Review: Let It Snow exceeded expectations

The movie Let it Snow went above and beyond compared to the book.


The cast of Let It Snow.

Anna Woodward, Online Managing Editor

I read Let It Snow: Three Holiday Romances after I got it as a Christmas gift in seventh grade. The book by John Green, Lauren Myracle and Maureen Johnson was mediocre and I forgot about it until last month, when I saw the trailer for the Netflix adaptation. Despite my experience with the book, I thought, why not, I’ll watch it. Thankfully, the movie was a lot better. Let It Snow made me smile and got me hyped for winter break. By itself, the book was easy to forget, but the movie made me want to read it again.

Let It Snow takes place over multiple storylines, following a group of high school seniors in a small town on Christmas Eve. Each storyline has a conflict, including having a sick parent, learning to take care of yourself and being in love with your best friend. Like every Christmas movie though, the characters come to terms with their problems while experiencing the beauty of Christmas. I would describe it as Love Actually, but younger in age and not as iconic.

I’m used to getting sad over John Green movies, but this was the exception. Green wasn’t the sole author of the novel, so I can’t truly compare it to his other works, but it was still nice to see a happy story instead of one where one of the main character dies. Instead, Let It Snow was light-hearted and made me feel nostalgic for the snowy Christmas I’ve never had in Florida.

The small-town setting of Let It Snow was perfect for the film. Usually, it seems like Christmas movies take place in a big city like New York City or London, but placing the characters in a small town in Illinois was a nice change of pace.

I also loved how the storylines blended together without being too confusing. The transitions between characters were well-executed and never left me hanging or disoriented. The only thing I would change is that I would love to see more background for the characters. The movie was about an hour and a half long, and I definitely wouldn’t have minded watching a longer movie if it meant having more detail.

Just like there was a lack of details, there were a lot of small loopholes. At the end of the movie, all the characters unite for a party at a Waffle House-esque restaurant, but why are all of these parents letting their kids party on Christmas Eve? On that matter, where are their parents? It seems unrealistic to have all of your friends in town on Christmas Eve and go to a party with them instead of spending time with your family. The loopholes are easy to ignore for the sake of enjoying the film, but I still want to know, why? If the film has answered these questions, I would have had nothing bad to say, but those questions kept me from thoroughly enjoying it.

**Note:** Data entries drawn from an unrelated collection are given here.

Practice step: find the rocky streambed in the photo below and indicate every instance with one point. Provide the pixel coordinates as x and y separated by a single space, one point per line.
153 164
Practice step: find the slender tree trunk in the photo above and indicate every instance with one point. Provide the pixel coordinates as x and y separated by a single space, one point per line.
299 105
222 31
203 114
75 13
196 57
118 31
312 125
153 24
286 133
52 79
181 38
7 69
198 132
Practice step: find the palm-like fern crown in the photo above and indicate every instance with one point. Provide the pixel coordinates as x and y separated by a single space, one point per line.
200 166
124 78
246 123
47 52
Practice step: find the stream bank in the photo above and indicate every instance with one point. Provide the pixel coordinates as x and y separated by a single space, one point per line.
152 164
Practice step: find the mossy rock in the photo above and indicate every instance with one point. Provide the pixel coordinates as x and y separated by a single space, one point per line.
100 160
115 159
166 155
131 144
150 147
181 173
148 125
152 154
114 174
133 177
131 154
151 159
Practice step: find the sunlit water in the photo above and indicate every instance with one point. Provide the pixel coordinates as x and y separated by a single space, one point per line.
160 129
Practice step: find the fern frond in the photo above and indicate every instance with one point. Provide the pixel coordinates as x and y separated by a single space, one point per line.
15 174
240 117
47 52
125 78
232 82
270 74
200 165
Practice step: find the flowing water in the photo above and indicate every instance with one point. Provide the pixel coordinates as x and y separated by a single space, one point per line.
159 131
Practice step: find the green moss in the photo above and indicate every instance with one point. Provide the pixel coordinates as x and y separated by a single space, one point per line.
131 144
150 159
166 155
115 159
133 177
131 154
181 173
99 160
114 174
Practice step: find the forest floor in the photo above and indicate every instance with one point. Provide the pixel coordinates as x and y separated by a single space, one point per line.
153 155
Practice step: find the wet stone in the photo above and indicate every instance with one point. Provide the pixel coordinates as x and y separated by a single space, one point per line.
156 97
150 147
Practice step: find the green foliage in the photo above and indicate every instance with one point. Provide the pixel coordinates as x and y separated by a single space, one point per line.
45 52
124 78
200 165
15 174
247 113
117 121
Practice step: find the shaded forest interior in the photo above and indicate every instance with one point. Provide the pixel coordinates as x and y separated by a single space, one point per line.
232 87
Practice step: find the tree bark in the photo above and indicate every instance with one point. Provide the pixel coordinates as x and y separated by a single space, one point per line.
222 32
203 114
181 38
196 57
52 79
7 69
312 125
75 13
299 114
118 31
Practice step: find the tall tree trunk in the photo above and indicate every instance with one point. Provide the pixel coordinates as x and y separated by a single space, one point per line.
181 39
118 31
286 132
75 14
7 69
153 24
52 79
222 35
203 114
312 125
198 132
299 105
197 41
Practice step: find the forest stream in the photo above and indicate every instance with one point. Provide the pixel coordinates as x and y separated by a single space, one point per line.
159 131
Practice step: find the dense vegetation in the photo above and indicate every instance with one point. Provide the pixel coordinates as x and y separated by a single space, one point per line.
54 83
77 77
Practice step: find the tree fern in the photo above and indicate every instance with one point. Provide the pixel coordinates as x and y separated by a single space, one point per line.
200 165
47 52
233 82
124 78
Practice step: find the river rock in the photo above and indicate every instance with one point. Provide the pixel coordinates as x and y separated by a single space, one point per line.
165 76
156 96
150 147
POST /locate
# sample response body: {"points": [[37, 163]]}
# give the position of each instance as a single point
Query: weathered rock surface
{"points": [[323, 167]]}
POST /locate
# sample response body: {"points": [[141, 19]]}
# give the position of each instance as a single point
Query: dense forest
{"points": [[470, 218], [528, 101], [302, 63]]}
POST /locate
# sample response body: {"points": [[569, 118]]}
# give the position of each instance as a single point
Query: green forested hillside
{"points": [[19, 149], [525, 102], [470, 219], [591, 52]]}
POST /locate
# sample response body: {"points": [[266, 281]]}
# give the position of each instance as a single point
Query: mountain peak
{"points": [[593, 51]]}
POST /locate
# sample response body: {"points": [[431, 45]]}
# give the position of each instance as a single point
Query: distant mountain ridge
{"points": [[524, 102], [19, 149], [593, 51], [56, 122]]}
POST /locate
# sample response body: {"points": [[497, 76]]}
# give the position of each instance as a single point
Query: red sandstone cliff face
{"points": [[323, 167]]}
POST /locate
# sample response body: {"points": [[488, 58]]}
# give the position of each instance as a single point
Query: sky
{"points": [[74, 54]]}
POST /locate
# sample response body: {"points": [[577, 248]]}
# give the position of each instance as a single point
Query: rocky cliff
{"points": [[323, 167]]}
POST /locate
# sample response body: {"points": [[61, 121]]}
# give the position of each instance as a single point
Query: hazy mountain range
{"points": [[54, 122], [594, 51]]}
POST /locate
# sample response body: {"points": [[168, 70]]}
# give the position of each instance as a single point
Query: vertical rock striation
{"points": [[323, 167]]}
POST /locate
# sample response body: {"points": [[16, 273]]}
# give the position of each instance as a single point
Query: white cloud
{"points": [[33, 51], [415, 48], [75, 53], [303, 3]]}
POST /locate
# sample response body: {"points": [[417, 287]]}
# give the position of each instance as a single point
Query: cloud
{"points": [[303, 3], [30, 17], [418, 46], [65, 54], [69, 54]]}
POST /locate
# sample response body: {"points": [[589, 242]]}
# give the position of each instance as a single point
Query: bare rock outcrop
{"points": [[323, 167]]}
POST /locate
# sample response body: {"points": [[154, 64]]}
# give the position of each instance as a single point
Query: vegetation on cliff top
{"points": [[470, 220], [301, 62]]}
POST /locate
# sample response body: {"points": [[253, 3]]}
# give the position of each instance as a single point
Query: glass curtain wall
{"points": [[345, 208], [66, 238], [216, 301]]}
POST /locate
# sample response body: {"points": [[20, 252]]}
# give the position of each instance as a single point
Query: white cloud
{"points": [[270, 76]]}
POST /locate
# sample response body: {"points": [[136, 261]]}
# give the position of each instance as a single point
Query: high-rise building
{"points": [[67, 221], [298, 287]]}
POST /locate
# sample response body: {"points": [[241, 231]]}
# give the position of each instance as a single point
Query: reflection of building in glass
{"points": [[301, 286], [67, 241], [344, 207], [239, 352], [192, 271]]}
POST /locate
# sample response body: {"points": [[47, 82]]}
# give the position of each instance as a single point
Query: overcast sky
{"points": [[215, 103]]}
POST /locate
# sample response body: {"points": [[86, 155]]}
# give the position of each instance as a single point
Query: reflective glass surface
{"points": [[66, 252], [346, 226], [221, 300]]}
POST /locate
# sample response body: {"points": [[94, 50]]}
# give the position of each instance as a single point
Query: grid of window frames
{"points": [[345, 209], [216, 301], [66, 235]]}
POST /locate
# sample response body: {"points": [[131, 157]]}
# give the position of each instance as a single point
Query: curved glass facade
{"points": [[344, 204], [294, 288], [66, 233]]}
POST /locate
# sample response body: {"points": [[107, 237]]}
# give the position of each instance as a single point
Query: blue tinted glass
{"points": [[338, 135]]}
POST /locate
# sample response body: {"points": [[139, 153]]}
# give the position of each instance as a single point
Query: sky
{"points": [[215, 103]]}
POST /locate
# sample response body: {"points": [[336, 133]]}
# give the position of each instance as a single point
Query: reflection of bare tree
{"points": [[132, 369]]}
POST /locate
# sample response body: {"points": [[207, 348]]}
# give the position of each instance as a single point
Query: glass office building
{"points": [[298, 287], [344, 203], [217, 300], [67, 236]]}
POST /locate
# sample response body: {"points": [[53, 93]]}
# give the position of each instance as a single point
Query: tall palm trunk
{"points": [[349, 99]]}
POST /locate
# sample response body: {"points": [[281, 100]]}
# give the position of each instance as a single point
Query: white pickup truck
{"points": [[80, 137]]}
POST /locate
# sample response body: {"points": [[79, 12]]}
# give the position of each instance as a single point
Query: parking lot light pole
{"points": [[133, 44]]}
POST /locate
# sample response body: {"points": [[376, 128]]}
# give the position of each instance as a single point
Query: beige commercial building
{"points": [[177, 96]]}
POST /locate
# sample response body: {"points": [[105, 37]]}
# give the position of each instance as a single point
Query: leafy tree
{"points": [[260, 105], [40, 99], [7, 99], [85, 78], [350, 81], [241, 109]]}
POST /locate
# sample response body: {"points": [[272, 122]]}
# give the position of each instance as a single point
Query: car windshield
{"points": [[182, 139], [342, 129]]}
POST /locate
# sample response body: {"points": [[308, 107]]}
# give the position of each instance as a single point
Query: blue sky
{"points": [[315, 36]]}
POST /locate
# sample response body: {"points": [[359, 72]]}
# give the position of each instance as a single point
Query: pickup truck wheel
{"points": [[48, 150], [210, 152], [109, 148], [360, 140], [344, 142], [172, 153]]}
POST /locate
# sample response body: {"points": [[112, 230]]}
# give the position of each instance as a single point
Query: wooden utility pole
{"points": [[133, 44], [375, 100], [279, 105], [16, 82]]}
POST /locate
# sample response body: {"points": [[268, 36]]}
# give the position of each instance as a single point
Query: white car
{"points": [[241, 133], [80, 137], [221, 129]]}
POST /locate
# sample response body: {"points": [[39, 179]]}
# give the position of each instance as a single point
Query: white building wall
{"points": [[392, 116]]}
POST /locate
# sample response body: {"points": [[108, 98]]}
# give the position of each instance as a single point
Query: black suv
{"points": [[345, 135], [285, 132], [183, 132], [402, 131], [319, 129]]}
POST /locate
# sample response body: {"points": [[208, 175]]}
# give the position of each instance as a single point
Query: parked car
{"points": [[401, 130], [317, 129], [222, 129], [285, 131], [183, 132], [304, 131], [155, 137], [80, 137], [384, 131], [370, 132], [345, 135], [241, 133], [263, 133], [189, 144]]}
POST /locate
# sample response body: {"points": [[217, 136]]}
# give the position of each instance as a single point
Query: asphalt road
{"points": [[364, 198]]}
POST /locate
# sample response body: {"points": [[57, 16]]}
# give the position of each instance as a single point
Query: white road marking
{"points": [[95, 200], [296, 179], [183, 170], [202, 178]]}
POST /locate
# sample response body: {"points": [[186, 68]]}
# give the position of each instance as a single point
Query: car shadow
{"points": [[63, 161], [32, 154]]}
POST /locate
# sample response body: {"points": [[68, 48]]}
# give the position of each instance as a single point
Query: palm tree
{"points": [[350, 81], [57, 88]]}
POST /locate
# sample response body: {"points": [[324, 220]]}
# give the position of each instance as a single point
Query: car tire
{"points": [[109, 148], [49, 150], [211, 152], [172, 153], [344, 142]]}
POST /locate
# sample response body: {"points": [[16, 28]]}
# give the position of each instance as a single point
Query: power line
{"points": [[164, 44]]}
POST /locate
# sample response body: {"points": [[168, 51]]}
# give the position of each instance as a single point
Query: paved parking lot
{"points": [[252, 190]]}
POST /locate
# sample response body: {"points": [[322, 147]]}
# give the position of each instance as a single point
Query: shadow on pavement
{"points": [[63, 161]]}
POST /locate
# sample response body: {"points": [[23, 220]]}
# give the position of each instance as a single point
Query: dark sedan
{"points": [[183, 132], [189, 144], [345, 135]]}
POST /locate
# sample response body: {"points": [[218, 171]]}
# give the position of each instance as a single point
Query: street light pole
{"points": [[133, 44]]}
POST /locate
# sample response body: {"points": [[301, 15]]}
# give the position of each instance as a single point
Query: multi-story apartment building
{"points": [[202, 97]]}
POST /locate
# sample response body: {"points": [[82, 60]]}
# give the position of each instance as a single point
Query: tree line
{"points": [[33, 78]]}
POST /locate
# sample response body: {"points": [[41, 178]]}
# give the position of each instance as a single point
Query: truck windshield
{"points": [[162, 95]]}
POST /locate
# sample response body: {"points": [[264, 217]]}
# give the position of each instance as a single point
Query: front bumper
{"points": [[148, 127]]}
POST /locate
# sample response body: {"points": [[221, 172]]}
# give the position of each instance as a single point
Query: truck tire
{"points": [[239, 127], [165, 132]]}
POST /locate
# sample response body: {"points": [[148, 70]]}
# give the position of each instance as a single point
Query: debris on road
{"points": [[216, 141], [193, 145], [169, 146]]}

Overall, I enjoyed Let It Snow. It had the typical happy holiday vibes that make movies this time of year so special and I’ll probably watch it again over winter break. It’s the type of movie that has you rooting for the characters and when they succeed, it’s satisfying. I wouldn’t have guessed that it was based on the same book I forgot about, but I’d definitely recommend it to anyone with a love for Christmas movies.